David Cameron's article in today's Belfast Telegraph is a clarion call to our political leaders, linking economic progress and government support to dealing with the poisoned legacy of division.
There are points of comfort for unionism. There is no mention of Richard Haass returning, something which neither unionist party would have bought into at this stage.
There is an assurance that the focus on dealing with the past will not be solely – or even mainly – be on state agencies.
In order to get nationalist buy-in he will need give Sinn Fein and the SDLP balancing assurances that issues – such as claims of collusion or the Ballymurphy massacre – will not be forgotten.
That being said, there is no reason to doubt that progress can be made on at least some of the Haass agenda.
Jeffrey Donaldson, one of the DUP negotiators in previous talks, expected them to resume next week. An Orangeman himself, he was optimistic on the question of parading.
"We need to make progress on a number of key issues in relation to parading.
"The dialogue continues but we are hopeful that we can achieve a broader consensus before July," he said.
He was also reasonably hopeful about the past. The framework here could be similar to the Haass talks with a process of investigation and, if families wanted it, of truth recovery. However, Mr Donaldson stressed that the state must investigate all Troubles-era offences and prosecute where possible. One problem on which he expected no agreement was the display of flags on civic buildings.

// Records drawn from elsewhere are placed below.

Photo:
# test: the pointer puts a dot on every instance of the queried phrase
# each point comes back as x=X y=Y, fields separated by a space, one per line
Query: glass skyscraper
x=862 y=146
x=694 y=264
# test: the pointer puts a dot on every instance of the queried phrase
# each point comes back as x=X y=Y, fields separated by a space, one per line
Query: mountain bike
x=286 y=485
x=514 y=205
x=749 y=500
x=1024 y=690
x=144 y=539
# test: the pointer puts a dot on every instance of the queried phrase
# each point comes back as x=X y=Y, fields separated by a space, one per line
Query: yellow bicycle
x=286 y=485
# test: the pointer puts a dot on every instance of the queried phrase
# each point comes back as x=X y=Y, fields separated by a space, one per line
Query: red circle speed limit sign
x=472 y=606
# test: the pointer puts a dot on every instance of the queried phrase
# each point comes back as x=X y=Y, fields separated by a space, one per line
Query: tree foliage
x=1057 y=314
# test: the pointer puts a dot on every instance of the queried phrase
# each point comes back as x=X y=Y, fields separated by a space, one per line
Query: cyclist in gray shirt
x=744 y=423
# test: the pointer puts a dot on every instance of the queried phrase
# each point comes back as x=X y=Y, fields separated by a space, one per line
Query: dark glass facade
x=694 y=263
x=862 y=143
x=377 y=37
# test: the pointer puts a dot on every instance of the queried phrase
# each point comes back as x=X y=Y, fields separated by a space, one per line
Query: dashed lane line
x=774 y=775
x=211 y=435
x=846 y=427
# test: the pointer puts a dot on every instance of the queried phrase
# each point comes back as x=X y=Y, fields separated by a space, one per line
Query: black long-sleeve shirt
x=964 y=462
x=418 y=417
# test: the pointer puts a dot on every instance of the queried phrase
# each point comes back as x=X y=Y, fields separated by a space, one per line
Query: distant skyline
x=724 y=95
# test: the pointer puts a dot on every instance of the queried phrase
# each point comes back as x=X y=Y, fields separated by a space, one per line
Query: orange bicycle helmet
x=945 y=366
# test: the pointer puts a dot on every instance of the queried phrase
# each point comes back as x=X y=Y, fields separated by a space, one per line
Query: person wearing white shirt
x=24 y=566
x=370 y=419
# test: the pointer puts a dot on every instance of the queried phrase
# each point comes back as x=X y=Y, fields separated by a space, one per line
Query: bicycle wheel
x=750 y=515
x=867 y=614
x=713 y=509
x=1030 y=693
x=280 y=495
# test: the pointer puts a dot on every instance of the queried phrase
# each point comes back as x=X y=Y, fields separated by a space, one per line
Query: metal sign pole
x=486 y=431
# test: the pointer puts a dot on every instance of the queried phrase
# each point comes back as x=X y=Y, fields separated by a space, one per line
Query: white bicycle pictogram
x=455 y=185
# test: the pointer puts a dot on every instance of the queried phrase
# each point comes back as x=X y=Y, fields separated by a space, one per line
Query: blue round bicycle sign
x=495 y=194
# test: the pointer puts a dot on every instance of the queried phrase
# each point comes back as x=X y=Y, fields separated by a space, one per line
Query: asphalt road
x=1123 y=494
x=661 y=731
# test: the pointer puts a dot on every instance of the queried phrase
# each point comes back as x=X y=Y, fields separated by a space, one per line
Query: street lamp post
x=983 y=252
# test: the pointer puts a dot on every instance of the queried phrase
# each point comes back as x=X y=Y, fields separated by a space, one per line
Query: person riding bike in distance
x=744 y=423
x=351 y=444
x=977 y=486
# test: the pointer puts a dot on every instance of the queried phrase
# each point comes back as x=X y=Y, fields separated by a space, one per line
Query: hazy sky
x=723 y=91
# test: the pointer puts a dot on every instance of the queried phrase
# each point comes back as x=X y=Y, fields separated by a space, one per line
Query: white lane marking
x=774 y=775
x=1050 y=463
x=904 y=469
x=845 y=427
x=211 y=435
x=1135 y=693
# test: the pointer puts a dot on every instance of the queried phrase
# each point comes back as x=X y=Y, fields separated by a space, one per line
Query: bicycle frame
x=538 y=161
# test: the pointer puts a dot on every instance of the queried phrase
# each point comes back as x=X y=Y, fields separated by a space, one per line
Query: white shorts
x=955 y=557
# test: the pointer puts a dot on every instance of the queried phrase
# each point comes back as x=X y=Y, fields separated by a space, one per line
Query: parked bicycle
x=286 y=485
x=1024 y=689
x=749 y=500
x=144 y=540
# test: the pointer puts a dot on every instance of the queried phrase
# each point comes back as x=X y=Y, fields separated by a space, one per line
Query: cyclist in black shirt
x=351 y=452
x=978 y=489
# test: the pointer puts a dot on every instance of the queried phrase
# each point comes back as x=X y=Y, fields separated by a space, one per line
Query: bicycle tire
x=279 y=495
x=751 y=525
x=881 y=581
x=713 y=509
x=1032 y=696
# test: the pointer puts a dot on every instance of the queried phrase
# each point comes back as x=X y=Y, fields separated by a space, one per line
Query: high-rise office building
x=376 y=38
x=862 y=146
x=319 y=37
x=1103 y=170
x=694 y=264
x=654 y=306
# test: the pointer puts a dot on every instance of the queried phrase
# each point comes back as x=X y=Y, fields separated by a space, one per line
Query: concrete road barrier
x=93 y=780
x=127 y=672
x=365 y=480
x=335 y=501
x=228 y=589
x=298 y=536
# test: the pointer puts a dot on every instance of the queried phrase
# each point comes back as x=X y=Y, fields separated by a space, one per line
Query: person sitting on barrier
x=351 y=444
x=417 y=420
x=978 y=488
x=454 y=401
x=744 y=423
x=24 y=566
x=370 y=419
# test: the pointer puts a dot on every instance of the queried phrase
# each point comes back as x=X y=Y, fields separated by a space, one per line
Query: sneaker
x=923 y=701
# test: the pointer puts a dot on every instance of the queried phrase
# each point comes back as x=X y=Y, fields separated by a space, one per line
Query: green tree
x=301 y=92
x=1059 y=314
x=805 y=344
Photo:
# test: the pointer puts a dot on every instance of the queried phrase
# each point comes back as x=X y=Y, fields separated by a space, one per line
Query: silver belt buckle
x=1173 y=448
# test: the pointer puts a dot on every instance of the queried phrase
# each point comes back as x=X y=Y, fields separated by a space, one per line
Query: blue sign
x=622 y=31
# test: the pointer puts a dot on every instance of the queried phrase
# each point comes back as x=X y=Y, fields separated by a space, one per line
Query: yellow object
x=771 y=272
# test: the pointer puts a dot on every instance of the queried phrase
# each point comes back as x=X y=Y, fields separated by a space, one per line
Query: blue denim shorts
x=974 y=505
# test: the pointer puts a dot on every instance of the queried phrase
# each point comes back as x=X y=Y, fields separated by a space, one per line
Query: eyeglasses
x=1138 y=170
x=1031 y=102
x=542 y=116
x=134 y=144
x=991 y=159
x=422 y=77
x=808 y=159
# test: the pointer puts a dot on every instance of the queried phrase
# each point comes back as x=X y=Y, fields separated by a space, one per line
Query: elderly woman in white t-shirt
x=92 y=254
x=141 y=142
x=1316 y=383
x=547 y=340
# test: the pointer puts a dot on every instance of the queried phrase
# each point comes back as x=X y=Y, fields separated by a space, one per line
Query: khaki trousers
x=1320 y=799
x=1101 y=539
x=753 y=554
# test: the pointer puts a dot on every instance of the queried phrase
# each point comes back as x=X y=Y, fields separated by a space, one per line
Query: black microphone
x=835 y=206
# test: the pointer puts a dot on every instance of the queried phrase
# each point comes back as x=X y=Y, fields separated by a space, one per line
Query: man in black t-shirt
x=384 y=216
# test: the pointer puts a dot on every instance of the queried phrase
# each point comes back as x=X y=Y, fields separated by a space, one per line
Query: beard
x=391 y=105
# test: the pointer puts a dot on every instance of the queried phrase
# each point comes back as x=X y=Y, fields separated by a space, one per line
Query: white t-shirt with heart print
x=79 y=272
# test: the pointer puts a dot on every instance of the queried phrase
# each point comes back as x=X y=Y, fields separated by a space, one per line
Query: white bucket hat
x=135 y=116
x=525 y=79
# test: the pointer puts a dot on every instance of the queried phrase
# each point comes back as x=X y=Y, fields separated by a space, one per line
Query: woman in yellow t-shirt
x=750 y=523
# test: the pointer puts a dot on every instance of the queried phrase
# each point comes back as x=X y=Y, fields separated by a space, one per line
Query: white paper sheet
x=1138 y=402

"It will be a matter for each council to come to a position on what they do with the flying of the flag. I don't think there will be any overall guidance given from the party leaders collectively," Mr Donaldson said.
That could lead to a depressing start for the 11 new councils. We can only hope that if progress can be made on parading, and the example of the Apprentice Boys is there, then other issues may become easier.
We badly need politicians to solve these differences, not exploit them.